Their children Bridie (11) and Josh (13) are both hands-on helpers.

“Bridie is a very capable little horse trainer. Every year we get a baby who needs TLC and that becomes her project.”

Growing up in a conservation and education household has set the youngster on her chosen path early and Colleen says she is already quite a voice for the Brumbies.

Colleen still has four of her own ‘favourites’ at home, but says she struggles to find time to ride.

Sometimes she looks at the 500-plus they have saved and worries about the many more who go “to the bad place”, but then she buoyed by those around her, the stories she hears and the love she sees . . . and she realises every little bit they do has an enormous impact.

She has travelled to New Zealand and the United States to watch musters of their wild horses – she’s photographed and admired, and comes back even more inspired to do as much as she can for Australia’s wild horse.

The Challenge

The 2018 McDowells Brumby Challenge is the third one to be run. It follows in the hoof prints of the Extreme Mustang Makeover Challenge that is so popular in the United States.

It’s a stringent selection process for would-be trainers who then take a Brumby home for 150 days to take it from wild to wonderful. The final is held at EQUITANA Melbourne where trainers have a chance to impress both judges and spectators with what they have achieved.

“The change over the five months is amazing. We see them coming in from the wild and then settling in and learning to trust people.”

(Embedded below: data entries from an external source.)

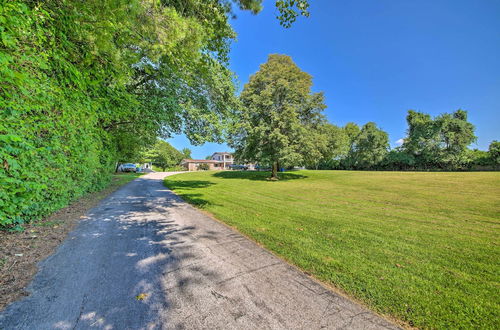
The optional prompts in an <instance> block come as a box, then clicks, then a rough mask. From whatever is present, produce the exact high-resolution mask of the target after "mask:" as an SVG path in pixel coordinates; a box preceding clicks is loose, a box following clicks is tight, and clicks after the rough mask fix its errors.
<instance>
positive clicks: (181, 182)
mask: <svg viewBox="0 0 500 330" xmlns="http://www.w3.org/2000/svg"><path fill="white" fill-rule="evenodd" d="M164 183H165V186H166V187H167V188H169V189H170V190H173V191H174V192H175V193H176V194H177V195H178V196H180V197H181V198H182V199H183V200H185V201H186V202H188V203H190V204H192V205H195V206H197V207H200V208H203V207H205V206H208V205H214V203H212V202H210V201H207V200H205V199H203V198H201V197H202V196H203V195H202V194H198V193H192V192H189V190H191V189H198V188H207V187H210V186H213V185H214V184H215V183H213V182H210V181H200V180H189V181H173V180H172V181H168V180H165V181H164ZM186 190H187V191H186Z"/></svg>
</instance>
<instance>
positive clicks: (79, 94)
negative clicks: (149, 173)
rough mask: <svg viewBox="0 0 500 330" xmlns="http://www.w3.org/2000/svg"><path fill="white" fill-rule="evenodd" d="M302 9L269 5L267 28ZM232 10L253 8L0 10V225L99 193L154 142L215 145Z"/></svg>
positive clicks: (98, 4)
mask: <svg viewBox="0 0 500 330" xmlns="http://www.w3.org/2000/svg"><path fill="white" fill-rule="evenodd" d="M305 4H307V2H305V1H277V2H276V6H277V8H278V11H279V12H280V13H283V14H281V15H278V16H279V17H278V19H279V20H280V22H281V23H282V24H283V25H284V26H289V24H291V23H292V22H293V21H294V20H295V18H296V17H297V16H299V15H304V16H307V6H305ZM233 5H236V6H238V7H239V8H240V9H243V10H250V11H252V12H254V13H258V12H259V11H260V9H261V8H262V1H261V0H234V1H230V0H182V1H179V0H114V1H101V0H86V1H59V0H45V1H36V0H0V22H2V23H1V29H0V63H1V65H0V81H1V84H0V108H1V109H2V121H1V123H0V164H2V165H1V166H0V185H1V189H0V201H1V203H2V204H1V205H0V224H5V225H8V224H18V223H22V222H24V221H30V220H32V219H36V218H40V217H41V216H43V215H46V214H48V213H50V212H52V211H54V210H56V209H58V208H60V207H62V206H64V205H66V204H67V203H68V202H70V201H71V200H73V199H75V198H77V197H78V196H80V195H82V194H84V193H86V192H88V191H92V190H96V189H100V188H102V187H103V186H105V185H106V184H107V182H108V181H109V178H110V176H109V174H110V173H111V172H113V170H114V168H115V165H116V162H121V161H133V159H137V157H138V155H139V153H140V151H141V150H142V149H143V148H145V147H147V146H151V145H153V144H154V143H155V141H156V139H157V138H158V137H163V138H165V137H169V136H170V135H171V134H174V133H176V134H180V133H183V134H185V135H186V136H187V137H188V138H189V139H190V140H191V142H192V143H194V144H200V143H203V142H205V141H221V139H222V138H221V137H222V135H223V134H222V133H223V131H224V130H225V128H226V125H227V122H228V120H229V119H230V118H231V109H233V108H235V107H236V105H237V99H236V97H235V86H234V75H233V73H232V72H231V71H230V70H229V68H228V60H229V59H228V57H229V50H230V44H231V42H232V40H234V38H235V37H236V34H235V32H234V31H233V29H232V27H231V25H230V23H229V17H230V16H231V15H232V6H233ZM294 13H295V14H294Z"/></svg>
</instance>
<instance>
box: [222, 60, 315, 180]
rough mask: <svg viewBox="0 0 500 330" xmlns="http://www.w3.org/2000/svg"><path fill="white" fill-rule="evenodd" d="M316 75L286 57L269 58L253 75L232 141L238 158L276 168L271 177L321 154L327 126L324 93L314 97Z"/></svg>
mask: <svg viewBox="0 0 500 330" xmlns="http://www.w3.org/2000/svg"><path fill="white" fill-rule="evenodd" d="M311 87H312V77H311V76H310V75H309V74H307V73H305V72H303V71H301V70H300V68H299V67H298V66H297V65H296V64H295V63H294V62H293V61H292V59H291V58H290V57H289V56H286V55H278V54H274V55H269V58H268V61H267V62H266V63H264V64H262V65H261V66H260V70H259V71H258V72H257V73H256V74H254V75H252V76H251V77H250V81H249V82H248V83H247V84H245V86H244V89H243V91H242V93H241V96H240V100H241V104H242V107H241V110H240V111H239V113H238V114H237V118H238V121H237V123H236V124H235V128H234V130H233V134H232V137H231V142H230V144H231V146H232V147H233V148H234V149H235V155H236V158H237V159H239V160H241V161H244V162H245V161H246V162H258V163H259V164H266V165H271V167H272V173H271V178H272V179H277V178H278V174H277V171H278V167H279V166H292V165H298V164H303V163H304V162H305V159H306V157H307V156H306V155H308V154H309V153H317V151H318V150H317V148H318V145H317V143H314V136H315V132H316V130H317V128H318V127H319V126H320V125H322V124H323V123H324V118H323V116H322V111H323V109H324V108H325V105H324V102H323V94H322V93H312V92H311Z"/></svg>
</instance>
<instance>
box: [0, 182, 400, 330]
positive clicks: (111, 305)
mask: <svg viewBox="0 0 500 330" xmlns="http://www.w3.org/2000/svg"><path fill="white" fill-rule="evenodd" d="M168 174H169V173H150V174H147V175H145V176H143V177H141V178H139V179H136V180H134V181H133V182H131V183H129V184H127V185H126V186H124V187H122V188H121V189H120V190H118V191H116V192H115V193H113V194H112V195H110V196H109V197H108V198H106V199H105V200H103V201H102V202H101V204H100V205H99V206H98V207H96V208H94V209H93V210H92V211H90V212H89V213H88V214H87V218H86V219H84V220H82V221H81V223H80V224H79V225H78V227H77V228H76V229H75V230H74V231H73V232H71V233H70V234H69V236H68V238H67V239H66V241H65V242H64V243H63V244H62V245H61V246H60V247H59V248H58V250H57V251H56V253H55V254H53V255H52V256H50V257H49V258H47V259H46V260H45V261H43V262H42V263H40V265H39V266H40V270H39V272H38V274H37V275H36V277H35V279H34V280H33V282H32V283H31V284H30V286H29V287H28V291H30V292H31V295H30V296H28V297H25V298H24V299H22V300H20V301H18V302H15V303H13V304H11V305H10V306H8V307H7V308H6V309H5V310H4V311H3V312H2V313H1V314H0V329H87V328H98V329H320V328H326V329H396V328H397V327H396V326H395V325H393V324H391V323H389V322H388V321H386V320H384V319H382V318H380V317H379V316H376V315H374V314H373V313H372V312H370V311H368V310H366V309H365V308H364V307H362V306H360V305H358V304H356V303H354V302H352V301H350V300H348V299H346V298H344V297H343V296H340V295H338V294H336V293H334V292H332V291H330V290H328V289H327V288H325V287H323V286H322V285H320V284H318V283H317V282H315V281H314V280H312V279H310V278H309V277H308V276H307V275H305V274H303V273H302V272H300V271H298V270H296V269H295V268H294V267H291V266H289V265H288V264H287V263H285V262H284V261H282V260H281V259H279V258H277V257H275V256H274V255H272V254H271V253H270V252H268V251H266V250H265V249H263V248H261V247H259V246H258V245H256V244H255V243H253V242H252V241H250V240H248V239H247V238H245V237H243V236H242V235H240V234H238V233H237V232H235V231H234V230H232V229H230V228H228V227H226V226H224V225H222V224H220V223H219V222H217V221H215V220H213V219H211V218H210V217H208V216H206V215H204V214H203V213H201V212H199V211H197V210H196V209H194V208H193V207H191V206H190V205H188V204H186V203H185V202H183V201H182V200H181V199H180V198H179V197H177V196H176V195H175V194H173V193H172V192H171V191H169V190H168V189H167V188H165V187H164V186H163V184H162V179H163V178H164V177H165V176H166V175H168Z"/></svg>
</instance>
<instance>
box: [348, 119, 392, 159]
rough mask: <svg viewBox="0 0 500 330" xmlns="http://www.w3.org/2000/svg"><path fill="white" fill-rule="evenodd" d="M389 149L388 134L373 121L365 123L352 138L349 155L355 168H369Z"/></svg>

Colleen says most people in Australia wouldn’t contemplate training an adult horse.

“If you go into the average training stable in Australia, 99% of the horses would be 2-3 years old, so there are not a lot of trainers working with adult horses – but that is what we look for. It is easy to be formulaic but those trainers would struggle with a Brumby.”

This type of training calls for a two-way conversation between horse and handler.

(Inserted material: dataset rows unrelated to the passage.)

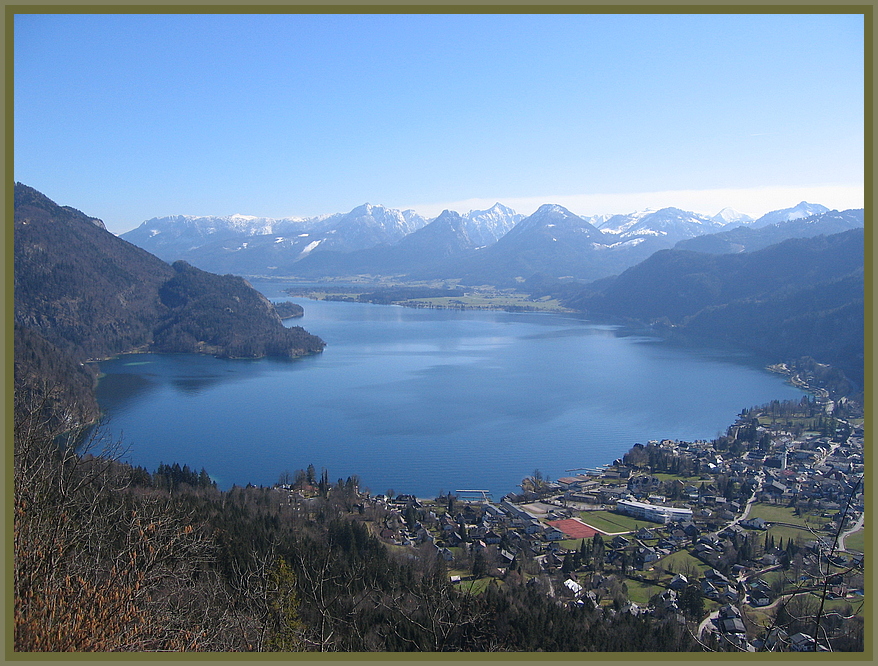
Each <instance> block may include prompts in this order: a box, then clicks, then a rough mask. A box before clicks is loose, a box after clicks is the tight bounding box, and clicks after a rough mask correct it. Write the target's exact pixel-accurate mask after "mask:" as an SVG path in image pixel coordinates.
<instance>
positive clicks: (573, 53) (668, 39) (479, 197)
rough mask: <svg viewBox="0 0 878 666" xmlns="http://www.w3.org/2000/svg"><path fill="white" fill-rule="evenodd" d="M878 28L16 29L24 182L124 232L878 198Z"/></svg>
mask: <svg viewBox="0 0 878 666" xmlns="http://www.w3.org/2000/svg"><path fill="white" fill-rule="evenodd" d="M863 26H864V21H863V17H862V15H845V14H824V15H797V14H790V15H763V14H741V15H728V14H726V15H716V14H703V15H698V14H695V15H661V14H649V15H638V14H631V15H590V14H561V15H555V14H550V15H509V14H497V15H411V14H400V15H299V14H286V15H284V14H280V15H261V14H259V15H247V14H238V15H176V14H174V15H140V14H133V15H118V14H116V15H113V14H108V15H94V14H92V15H40V14H31V15H22V14H19V15H17V16H15V52H14V57H15V62H14V76H15V87H14V94H15V102H14V113H15V146H14V150H15V174H14V175H15V179H16V180H17V181H20V182H23V183H25V184H27V185H30V186H32V187H35V188H36V189H38V190H40V191H42V192H43V193H44V194H46V195H47V196H48V197H49V198H51V199H53V200H54V201H56V202H57V203H59V204H62V205H70V206H74V207H76V208H78V209H80V210H82V211H83V212H85V213H87V214H89V215H93V216H96V217H100V218H101V219H103V220H104V222H105V223H106V224H107V227H108V228H109V229H110V230H111V231H114V232H116V233H121V232H124V231H127V230H129V229H132V228H134V227H136V226H138V225H139V224H140V223H141V222H143V221H144V220H146V219H149V218H151V217H158V216H164V215H171V214H192V215H230V214H233V213H241V214H247V215H258V216H266V217H287V216H312V215H319V214H329V213H337V212H346V211H349V210H351V209H352V208H354V207H356V206H358V205H360V204H363V203H366V202H369V203H373V204H383V205H385V206H388V207H392V208H400V209H405V208H414V209H415V210H417V211H418V212H421V213H422V214H424V215H436V214H438V213H439V212H441V210H442V209H443V208H451V209H453V210H457V211H459V212H462V213H463V212H466V211H468V210H470V209H473V208H484V207H488V206H490V205H491V204H493V203H494V202H495V201H500V202H502V203H505V204H507V205H509V206H512V207H513V208H515V209H516V210H517V211H518V212H521V213H525V214H529V213H531V212H533V211H534V210H535V209H536V208H537V207H538V206H539V205H540V204H542V203H558V204H561V205H564V206H566V207H567V208H569V209H570V210H572V211H573V212H575V213H578V214H580V215H593V214H599V213H628V212H633V211H635V210H642V209H644V208H660V207H664V206H671V205H673V206H677V207H680V208H684V209H686V210H693V211H697V212H704V213H708V214H714V213H716V212H718V211H719V210H720V209H721V208H723V207H726V206H730V207H733V208H736V209H737V210H740V211H742V212H746V213H749V214H751V215H754V216H758V215H761V214H763V213H765V212H767V211H769V210H774V209H778V208H785V207H789V206H793V205H795V204H797V203H798V202H799V201H802V200H807V201H809V202H812V203H821V204H824V205H826V206H829V207H830V208H839V209H843V208H851V207H861V206H862V205H863V164H864V152H863V140H864V131H863V123H864V110H863V101H864V90H863V77H864V67H863V54H864V46H863Z"/></svg>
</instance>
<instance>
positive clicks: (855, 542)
mask: <svg viewBox="0 0 878 666" xmlns="http://www.w3.org/2000/svg"><path fill="white" fill-rule="evenodd" d="M844 549H845V550H847V551H853V552H855V553H864V552H866V551H865V549H866V531H865V530H860V531H859V532H854V533H853V534H851V535H850V536H849V537H847V538H846V539H845V540H844Z"/></svg>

“It is so important,” she says. “Those who do well are the trainers who take the time it takes. In every challenge we have those who will be riding their Brumby in four days and others who don’t touch them for 50 days, but funnily enough, by day 100 they are at the same level. It is all about the relationship.”

Trainers often came into the challenge saying they had no plans to keep the horse at the end, but inevitably that bond is so strong that at least half do.

“It is hard to let go.”

Colleen isn’t much of a fan of watching the final freestyle where competitors have four minutes to do whatever they like to music and show off what is always a magnificent transformation.

“I cry! It is amazing to see the relationships that have been established and the change in the horses. To share that with so many people is special . . . very special.”

This year there will be eight trainers in the youth event (aged 10-17) and 21 in the ridden. Those in the ridden challenge are Brumbies four and older, while the youth are yearlings and presented in-hand only.

“The challenge is non-stop for us.”

They are constantly in touch with everyone, visiting them in Queensland, New South Wales, South Australia and Victoria.

EQUITANA Melbourne and the Victorian Brumby Association have partnered with Dolly’s Dream Foundation to create a special Youth Award in memory of 14-year-old Dolly Everett. The foundation aims to encourage positive change in young lives and provide support to charity groups in the fundraising and promotion of anti-bullying campaigns in school-aged youth.

At the end of the Brumby Challenge, all horses will be available to purchase at auction at the conclusion of the competition on the final day of EQUITANA. The value of the highest-selling yearling will be donated to Dolly’s Dream Foundation.